Near City Hall, Loeb stopped at a newsstand. Under a portable radio spilling static into the frigid afternoon was wedged the last copy of the Daily News. Its headline filled the front page: “12|21|12” — the time of the event, the time the human race had vanished, but it was also the date, today’s date. Boxed in red off to one side were the top stories: “Doomsday Today — details on page 6, Mayan Calendar Predicts End of the World — exclusive photos on page 4, Mayor to Attend Post-apocalyptic Open House — find this and other fun things to do in the Weekend Section.”

  He had forgotten. It was the last day on the Mayan calendar, the day the latest gaggle of honking doomsayers and fortune-tellers had proclaimed to be mankind’s last on Earth. For weeks, the media had made a circus of it, turning TV into a barrage of inane talk shows and special reports discussing the pseudo-science of Armageddon. Magazines, papers, the Internet, his students — there was no escaping it. Of course, the scientific community and every rational being on the planet dismissed the notion, but they, too, were having fun with it. It was Mardi Gras in December, but he had forgotten because it was ridiculous. There was not a day that went by that was not predicted by somebody to be the end of days. Eventually, one of them would be right. This? This was something else.

  Loeb returned to the Freedom Hotel where he had booked a room for the three-day conference. That was where he stayed whenever he traveled to Philadelphia. The lobby was a mausoleum. He took the elevator to his floor and walked down an empty hall past numbered vacant tombs. A room service cart stood abandoned at the door beside his. The eggs were cold but the coffee in the insulated carafe still hot. He took the plate of toast, the coffee, and a half-filled snifter of brandy and locked the door behind him.

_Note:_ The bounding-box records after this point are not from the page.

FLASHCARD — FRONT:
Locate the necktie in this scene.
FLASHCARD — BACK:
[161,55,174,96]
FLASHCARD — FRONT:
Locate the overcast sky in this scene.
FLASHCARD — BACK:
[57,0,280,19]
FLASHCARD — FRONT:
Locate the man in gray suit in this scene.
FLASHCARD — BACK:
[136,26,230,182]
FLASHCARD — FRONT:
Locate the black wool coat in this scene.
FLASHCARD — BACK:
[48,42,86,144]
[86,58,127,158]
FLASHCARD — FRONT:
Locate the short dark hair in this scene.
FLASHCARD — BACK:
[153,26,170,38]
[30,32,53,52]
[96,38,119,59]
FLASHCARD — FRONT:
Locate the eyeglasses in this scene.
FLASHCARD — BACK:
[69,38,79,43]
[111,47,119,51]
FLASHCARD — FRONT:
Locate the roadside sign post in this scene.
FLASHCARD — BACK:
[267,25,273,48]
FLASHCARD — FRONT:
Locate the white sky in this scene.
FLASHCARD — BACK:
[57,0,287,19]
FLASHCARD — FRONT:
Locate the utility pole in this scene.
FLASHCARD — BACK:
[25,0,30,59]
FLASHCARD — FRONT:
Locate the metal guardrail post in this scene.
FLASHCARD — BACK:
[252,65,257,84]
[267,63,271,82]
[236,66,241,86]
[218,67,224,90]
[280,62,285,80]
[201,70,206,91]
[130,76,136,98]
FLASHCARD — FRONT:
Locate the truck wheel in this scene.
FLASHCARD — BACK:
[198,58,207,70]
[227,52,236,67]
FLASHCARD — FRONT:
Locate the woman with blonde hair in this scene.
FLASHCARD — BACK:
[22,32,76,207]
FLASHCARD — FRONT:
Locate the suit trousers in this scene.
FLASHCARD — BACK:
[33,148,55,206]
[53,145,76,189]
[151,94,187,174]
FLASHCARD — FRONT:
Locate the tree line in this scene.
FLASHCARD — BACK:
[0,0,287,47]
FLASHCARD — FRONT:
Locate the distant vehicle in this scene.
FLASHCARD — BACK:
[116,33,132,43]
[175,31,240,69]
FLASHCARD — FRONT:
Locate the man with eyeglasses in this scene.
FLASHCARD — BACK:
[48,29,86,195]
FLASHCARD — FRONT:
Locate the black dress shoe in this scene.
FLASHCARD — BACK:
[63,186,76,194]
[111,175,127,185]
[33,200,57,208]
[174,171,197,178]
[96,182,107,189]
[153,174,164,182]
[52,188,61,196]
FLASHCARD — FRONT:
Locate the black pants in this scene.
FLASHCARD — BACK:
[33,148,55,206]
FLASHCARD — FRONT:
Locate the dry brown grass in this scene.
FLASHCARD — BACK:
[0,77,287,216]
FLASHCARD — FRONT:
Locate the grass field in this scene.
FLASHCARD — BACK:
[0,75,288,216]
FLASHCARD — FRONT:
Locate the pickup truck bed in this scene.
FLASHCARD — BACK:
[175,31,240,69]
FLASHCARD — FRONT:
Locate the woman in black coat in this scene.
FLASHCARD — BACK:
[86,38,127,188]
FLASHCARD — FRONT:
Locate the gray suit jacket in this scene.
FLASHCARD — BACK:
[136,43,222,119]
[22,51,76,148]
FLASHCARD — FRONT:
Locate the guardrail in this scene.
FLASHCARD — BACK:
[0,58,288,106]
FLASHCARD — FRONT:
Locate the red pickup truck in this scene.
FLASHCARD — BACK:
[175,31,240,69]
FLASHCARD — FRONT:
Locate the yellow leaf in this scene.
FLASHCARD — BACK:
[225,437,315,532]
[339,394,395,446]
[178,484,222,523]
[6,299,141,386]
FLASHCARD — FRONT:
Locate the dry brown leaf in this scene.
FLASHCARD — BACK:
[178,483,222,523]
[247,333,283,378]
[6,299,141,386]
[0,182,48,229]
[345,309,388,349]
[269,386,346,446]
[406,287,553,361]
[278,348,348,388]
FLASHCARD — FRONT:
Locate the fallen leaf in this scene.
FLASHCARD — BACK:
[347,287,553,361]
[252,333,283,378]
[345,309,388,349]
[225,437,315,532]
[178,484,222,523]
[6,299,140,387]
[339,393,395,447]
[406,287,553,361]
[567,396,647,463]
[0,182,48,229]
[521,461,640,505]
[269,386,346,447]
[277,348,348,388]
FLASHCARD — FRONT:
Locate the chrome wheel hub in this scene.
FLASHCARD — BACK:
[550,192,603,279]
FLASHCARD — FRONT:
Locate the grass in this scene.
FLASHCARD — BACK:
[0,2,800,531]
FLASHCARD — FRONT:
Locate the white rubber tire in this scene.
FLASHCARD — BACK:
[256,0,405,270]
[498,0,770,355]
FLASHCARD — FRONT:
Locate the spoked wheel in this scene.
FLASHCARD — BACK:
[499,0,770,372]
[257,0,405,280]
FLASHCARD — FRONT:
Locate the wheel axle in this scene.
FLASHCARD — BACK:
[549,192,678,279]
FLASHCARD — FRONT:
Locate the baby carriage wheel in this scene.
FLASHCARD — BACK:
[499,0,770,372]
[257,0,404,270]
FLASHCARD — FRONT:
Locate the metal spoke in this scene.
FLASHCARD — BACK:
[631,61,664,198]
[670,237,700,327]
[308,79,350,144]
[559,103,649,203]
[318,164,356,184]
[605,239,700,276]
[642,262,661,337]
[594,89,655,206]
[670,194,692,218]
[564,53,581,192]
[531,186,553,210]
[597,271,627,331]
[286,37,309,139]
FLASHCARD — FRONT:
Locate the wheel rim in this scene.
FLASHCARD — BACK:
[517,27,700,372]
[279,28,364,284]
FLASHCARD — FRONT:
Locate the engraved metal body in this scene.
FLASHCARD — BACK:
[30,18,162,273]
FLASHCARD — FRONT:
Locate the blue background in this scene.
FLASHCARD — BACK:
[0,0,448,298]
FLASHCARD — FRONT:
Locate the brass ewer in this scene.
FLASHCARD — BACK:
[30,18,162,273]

  The city was beautiful at night. He had always liked the view from the hotel — a ribbon of lights in perpetual motion on the tree-lined Parkway, the illuminated and majestic Art Museum in the distance. The streetlights still converged to a distant vanishing point, but the cars were dark and motionless, and the ribbon gone. He placed the food and drink on top of a magazine on the writing desk by his window. A shot of brandy, then another — the world was falling apart, had fallen apart. He needed to think straight. He needed coffee, coffee and more brandy.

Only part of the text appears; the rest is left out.